Your brain on architecture

I was lucky to catch a talk by Casey Lindberg, a psychologist and architect who has recently joined HKS Singapore as Behaviour Design Expert. Casey gave an overview of his research on office environments for the Wellbuilt for Wellbeing project, which was carried out for the US General Services Administration—the government’s mega-landlord arm. This study used wearables and IEQ sensors to look for correlations between noise, air quality, light and spatial factors with biodata and interview responses.

For those of us who live in offices, Casey’s results are fascinating. As one might expect, the data suggests that open offices work better for many people—resulting in more physical activity during the day and better sleep at night. Cube farms perform quite badly for a number of metrics, particularly in terms of privacy (it seems like the odd compromise of being heard but not seen is quite stressful for many of us). Interestingly, assumptions that corner offices lead to greater productivity turn out to be iffy; in reality, many respondents in open offices found themselves equally productive despite more to look at and to hear in their surroundings.

Among all of Casey’s discoveries, I found two particularly helpful.

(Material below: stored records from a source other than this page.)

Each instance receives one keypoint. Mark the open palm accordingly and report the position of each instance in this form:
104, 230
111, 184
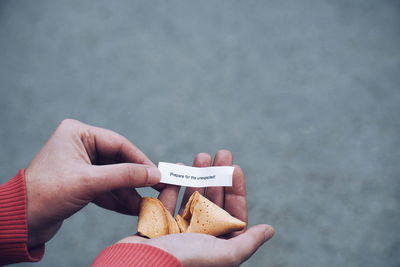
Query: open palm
206, 250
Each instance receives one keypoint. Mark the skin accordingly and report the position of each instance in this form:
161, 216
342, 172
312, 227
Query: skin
80, 164
207, 250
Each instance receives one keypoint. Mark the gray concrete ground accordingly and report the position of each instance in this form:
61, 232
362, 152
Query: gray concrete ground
305, 94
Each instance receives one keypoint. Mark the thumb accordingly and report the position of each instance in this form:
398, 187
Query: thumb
106, 178
244, 245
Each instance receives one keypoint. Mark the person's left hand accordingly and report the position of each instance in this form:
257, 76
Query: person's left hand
79, 164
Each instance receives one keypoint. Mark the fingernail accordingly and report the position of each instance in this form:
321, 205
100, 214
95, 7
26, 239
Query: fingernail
269, 232
154, 175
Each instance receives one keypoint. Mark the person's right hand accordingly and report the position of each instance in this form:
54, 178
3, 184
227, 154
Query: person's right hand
206, 250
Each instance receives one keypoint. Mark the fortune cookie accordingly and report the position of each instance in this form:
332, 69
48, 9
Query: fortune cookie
199, 216
209, 218
154, 219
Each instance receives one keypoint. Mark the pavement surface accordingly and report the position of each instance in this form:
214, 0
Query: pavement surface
304, 93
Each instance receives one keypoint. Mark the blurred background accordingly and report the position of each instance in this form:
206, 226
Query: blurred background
304, 93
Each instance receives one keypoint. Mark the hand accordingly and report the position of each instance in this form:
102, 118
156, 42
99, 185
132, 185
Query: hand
81, 164
207, 250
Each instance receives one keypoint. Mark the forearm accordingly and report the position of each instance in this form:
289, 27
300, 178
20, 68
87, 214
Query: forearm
13, 223
123, 254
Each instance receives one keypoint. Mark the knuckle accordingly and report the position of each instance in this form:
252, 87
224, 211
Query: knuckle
135, 174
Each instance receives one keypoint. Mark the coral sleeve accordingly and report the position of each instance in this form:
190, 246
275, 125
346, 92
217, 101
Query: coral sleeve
13, 223
126, 254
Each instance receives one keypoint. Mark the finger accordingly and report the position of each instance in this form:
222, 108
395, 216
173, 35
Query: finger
130, 198
107, 178
216, 193
244, 245
201, 160
235, 196
110, 145
169, 196
110, 202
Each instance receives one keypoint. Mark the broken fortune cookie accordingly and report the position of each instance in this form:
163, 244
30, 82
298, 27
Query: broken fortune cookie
200, 216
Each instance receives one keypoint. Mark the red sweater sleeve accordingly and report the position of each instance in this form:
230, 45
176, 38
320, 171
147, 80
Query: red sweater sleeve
132, 255
13, 223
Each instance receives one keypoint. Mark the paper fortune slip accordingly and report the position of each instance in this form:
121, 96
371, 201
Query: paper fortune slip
195, 176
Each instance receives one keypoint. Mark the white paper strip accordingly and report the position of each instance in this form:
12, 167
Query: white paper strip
195, 176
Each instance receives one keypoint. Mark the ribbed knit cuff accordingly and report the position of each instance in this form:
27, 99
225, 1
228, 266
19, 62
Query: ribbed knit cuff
127, 254
13, 223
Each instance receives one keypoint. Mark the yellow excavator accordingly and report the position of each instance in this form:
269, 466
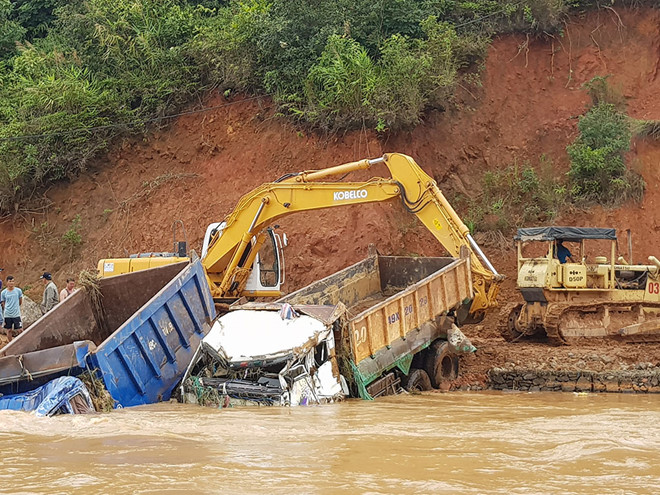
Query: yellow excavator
240, 262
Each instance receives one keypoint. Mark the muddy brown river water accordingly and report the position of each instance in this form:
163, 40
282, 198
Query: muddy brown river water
490, 443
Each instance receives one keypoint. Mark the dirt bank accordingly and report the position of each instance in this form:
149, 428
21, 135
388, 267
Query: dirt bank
197, 169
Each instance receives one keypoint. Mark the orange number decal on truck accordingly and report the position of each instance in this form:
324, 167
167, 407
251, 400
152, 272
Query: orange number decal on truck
360, 336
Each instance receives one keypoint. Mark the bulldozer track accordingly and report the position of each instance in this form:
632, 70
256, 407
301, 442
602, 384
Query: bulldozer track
557, 311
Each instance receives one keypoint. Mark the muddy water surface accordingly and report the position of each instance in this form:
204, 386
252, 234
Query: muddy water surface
441, 443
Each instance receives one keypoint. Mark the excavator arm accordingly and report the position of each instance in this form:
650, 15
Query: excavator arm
231, 251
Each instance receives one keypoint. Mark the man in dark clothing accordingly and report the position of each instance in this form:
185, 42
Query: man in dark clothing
562, 252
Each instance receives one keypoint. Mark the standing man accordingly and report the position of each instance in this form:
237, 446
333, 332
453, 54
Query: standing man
11, 300
2, 318
68, 289
51, 297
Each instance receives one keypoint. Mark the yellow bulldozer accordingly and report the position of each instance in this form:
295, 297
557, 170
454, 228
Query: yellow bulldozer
575, 287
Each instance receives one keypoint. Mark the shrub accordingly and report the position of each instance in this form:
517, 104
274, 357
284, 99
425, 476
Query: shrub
598, 171
515, 196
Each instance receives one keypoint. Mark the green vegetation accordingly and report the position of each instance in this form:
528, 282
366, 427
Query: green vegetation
598, 172
515, 196
76, 75
72, 239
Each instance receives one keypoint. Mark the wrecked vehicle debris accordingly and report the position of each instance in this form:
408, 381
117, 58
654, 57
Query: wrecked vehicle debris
261, 356
63, 395
368, 330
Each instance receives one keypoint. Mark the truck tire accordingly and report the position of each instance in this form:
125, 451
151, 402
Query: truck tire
417, 381
440, 364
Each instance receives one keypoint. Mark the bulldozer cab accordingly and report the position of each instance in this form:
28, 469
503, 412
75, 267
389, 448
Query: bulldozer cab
557, 258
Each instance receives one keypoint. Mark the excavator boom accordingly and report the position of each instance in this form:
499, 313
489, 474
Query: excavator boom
231, 250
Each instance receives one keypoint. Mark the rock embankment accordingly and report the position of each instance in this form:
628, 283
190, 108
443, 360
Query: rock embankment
645, 379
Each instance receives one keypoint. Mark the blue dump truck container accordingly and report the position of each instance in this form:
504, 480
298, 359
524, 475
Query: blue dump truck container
139, 335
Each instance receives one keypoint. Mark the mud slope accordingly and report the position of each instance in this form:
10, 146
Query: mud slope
197, 169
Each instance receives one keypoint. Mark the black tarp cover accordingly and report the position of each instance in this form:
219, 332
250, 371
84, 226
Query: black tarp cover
570, 234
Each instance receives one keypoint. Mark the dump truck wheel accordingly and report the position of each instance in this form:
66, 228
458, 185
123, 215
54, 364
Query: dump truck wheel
441, 365
507, 325
417, 381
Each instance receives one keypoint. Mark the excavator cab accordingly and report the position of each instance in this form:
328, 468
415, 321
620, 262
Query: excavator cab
268, 269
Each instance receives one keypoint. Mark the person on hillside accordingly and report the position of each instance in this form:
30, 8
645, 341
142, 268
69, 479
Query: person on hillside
68, 289
562, 252
11, 300
51, 296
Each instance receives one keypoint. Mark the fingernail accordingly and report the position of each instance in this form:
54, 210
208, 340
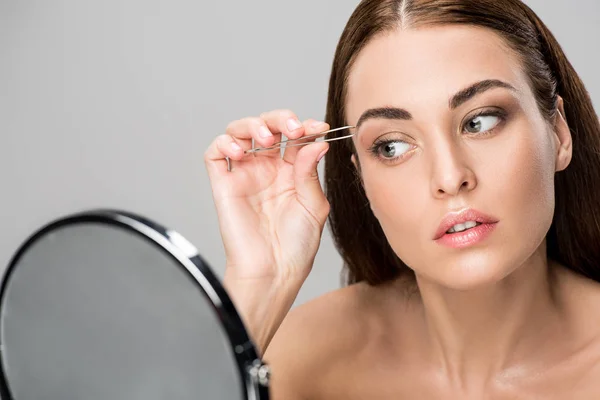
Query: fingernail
264, 132
321, 156
293, 124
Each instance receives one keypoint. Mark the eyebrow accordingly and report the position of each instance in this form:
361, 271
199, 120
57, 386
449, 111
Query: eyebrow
455, 101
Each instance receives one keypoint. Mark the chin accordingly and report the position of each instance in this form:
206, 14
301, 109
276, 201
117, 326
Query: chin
468, 272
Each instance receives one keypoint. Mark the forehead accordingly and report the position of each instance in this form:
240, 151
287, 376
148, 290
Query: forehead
426, 66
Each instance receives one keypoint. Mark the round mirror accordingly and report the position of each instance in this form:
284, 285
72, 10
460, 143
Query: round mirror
108, 305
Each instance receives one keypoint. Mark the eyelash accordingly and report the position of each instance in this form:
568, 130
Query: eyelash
500, 114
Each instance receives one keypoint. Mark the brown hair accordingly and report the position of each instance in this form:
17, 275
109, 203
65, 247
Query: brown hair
574, 236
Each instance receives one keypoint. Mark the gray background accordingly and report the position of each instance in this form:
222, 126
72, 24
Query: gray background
112, 103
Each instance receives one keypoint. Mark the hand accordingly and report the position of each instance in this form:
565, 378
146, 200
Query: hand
271, 211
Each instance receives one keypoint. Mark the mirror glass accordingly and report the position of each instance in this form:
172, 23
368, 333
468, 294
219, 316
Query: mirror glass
94, 311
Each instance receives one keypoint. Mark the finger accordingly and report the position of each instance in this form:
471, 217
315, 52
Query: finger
283, 121
252, 128
311, 127
306, 179
222, 147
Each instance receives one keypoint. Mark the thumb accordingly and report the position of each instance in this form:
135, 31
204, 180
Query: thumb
306, 179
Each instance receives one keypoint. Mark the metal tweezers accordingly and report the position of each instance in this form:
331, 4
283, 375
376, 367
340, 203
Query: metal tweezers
302, 141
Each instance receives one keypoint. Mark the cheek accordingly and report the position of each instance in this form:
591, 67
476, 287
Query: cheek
524, 183
397, 196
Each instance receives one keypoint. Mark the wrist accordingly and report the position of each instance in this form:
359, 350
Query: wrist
262, 304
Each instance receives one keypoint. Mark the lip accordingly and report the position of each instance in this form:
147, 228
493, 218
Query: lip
461, 217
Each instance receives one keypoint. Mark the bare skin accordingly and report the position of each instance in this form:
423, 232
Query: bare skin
366, 342
495, 320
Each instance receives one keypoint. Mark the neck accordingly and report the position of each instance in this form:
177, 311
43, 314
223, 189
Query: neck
474, 335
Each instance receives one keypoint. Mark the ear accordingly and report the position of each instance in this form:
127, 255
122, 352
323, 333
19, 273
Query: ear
563, 139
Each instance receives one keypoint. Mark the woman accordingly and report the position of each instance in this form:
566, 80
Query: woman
465, 207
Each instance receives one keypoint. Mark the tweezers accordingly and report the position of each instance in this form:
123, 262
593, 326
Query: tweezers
305, 140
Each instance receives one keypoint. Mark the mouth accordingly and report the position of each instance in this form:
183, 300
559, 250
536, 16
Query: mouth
458, 228
464, 224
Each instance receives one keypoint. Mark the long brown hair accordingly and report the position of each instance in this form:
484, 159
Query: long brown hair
574, 236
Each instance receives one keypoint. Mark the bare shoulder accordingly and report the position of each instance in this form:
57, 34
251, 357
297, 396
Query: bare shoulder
314, 337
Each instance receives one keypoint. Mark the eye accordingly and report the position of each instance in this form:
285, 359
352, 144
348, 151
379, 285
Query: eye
482, 123
391, 149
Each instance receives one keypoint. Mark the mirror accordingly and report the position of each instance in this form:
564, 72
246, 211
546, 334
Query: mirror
109, 305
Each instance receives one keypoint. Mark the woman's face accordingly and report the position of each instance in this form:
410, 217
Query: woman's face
448, 123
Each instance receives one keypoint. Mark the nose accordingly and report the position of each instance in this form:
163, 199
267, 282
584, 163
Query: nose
451, 172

The first was a graph showing the relationship between noise level and productivity: a broad hill-shape with its peak at a mid-decibel range. This means that humans seem to thrive in environments that are neither too loud nor too quiet—thus disproving every librarian in human history. The other is a beautiful correlation showing that human cognitive functioning drops with the increase of CO2 in a given volume of air. This would imply that a crowded conference room is a very bad place to make important decisions, and even more so as meetings run longer. Thus science vindicates my belief in the stupidity of decisions made around surfboard tables, and of groupthink in particular. Go science!